Three Ways to Run Gitleaks

The CLI has two main commands, and they cover different scopes.

gitleaks detect scans your entire git history. Run this on a freshly inherited repo when you want to know whether anyone ever committed an AWS key. It walks every commit on every branch and reports findings with the commit SHA, file path, line number, and a redacted preview of the matched string. On a medium repo with tens of thousands of commits it finishes in a couple of minutes.

gitleaks protect scans only uncommitted changes. This is the pre-commit hook variant: run it with --staged and it checks what git diff --cached is about to commit. It runs fast enough — well under a second on a typical diff — that wiring it into .husky/pre-commit or the pre-commit framework is painless.
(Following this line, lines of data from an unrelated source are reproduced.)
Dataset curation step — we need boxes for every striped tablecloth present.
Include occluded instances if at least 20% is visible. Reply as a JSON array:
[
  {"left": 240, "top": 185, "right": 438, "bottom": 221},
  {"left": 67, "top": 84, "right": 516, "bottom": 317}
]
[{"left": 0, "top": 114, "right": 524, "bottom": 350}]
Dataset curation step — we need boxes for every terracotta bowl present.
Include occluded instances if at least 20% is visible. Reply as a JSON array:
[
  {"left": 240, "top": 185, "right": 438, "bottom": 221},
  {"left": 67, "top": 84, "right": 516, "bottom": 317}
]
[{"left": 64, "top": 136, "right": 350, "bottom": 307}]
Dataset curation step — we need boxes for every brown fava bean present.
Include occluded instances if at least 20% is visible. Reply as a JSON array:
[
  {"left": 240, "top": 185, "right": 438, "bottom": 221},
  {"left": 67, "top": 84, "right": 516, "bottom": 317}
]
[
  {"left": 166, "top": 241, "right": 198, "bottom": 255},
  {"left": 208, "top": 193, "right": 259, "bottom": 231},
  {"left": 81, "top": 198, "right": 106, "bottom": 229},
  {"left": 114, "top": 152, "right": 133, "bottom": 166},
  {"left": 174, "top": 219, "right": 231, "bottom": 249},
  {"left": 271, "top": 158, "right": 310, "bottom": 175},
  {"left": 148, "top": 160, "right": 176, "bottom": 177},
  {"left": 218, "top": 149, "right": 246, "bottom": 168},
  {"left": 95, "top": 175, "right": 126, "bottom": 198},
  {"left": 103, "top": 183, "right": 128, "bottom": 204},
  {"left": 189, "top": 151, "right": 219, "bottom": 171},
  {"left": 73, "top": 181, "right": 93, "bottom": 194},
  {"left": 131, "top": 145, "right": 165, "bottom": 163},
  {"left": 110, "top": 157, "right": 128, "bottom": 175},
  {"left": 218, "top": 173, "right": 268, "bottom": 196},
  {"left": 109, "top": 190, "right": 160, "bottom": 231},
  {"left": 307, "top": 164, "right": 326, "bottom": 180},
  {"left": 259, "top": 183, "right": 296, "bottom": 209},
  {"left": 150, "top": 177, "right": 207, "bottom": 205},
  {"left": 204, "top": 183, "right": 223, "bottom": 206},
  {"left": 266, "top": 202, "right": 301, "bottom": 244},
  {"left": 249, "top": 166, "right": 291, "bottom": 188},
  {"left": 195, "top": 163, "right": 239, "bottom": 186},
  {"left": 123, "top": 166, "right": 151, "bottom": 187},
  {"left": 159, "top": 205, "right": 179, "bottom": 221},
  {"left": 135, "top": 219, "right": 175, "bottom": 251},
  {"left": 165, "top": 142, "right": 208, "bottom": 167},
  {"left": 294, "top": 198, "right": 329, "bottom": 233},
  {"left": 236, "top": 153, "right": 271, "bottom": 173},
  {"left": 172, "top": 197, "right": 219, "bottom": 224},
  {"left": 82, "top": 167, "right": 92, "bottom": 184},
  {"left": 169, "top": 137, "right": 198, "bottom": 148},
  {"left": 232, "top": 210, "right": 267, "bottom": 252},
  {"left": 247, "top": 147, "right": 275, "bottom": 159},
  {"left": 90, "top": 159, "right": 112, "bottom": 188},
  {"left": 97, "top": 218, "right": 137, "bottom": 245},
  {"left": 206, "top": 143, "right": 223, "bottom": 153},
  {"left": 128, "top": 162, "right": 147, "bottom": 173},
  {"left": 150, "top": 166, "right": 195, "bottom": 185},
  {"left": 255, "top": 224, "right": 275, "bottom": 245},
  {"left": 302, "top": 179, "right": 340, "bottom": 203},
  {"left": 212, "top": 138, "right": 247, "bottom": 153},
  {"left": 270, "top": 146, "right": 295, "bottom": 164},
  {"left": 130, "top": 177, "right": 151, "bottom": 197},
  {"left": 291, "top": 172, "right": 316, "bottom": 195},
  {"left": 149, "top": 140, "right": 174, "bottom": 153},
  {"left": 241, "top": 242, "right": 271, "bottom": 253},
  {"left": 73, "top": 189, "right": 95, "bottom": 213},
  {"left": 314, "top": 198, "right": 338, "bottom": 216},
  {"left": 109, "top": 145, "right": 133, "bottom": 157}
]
The third deployment is CI. The official gitleaks/gitleaks-action wraps the binary and reports findings as PR annotations. The action is free for public repos; private repos require a license at a per-developer rate. If you don't want the licensing dependency, you can run the static Go binary directly in any CI runner — that path stays MIT-licensed regardless of repo visibility.

Running gitleaks detect on a repo that has already had secrets committed will return findings even after you've rotated the keys. The history still contains them. To actually purge a leaked secret from git history you need git filter-repo or BFG Repo-Cleaner — and then force-push, with all the coordination that implies. Rotation alone is not enough if the repo is public.

Gitleaks vs GitGuardian: When to Pay

The honest comparison: Gitleaks covers roughly 80% of what GitGuardian does for the secret-detection use case, and the remaining 20% is mostly enterprise plumbing.

What Gitleaks gives you for free: solid default rules, full history scanning, pre-commit integration, CI integration, SARIF output for GitHub code scanning, and full control over detection rules. The community keeps the default ruleset reasonably current — new patterns get added when major providers introduce new token formats.

What GitGuardian adds on top: a centralized dashboard across all your repos, automatic key revocation workflows with select cloud providers, ML-based generic secret detection that catches unknown patterns, an incident triage UI, and SOC 2 / compliance reporting bundled with audit-friendly logs. Pricing scales with seat count; for a small team the bill is in the low tens to low hundreds of dollars per month depending on tier, and it grows roughly linearly with headcount.

The decision usually breaks on team size and incident frequency. If you have fewer than 20 developers and your secret leaks are rare, Gitleaks plus a documented rotation runbook is enough. If you're past 50 developers across many repos and incidents happen monthly, the dashboard and triage features start paying for themselves in coordination time saved.

One trap worth naming: don't run Gitleaks once, find nothing, and call it done. Run it on every PR via CI, and have a pre-commit hook so developers catch their own mistakes before the secret ever lands on a branch. A scanner that runs only after the fact is doing about a third of the job.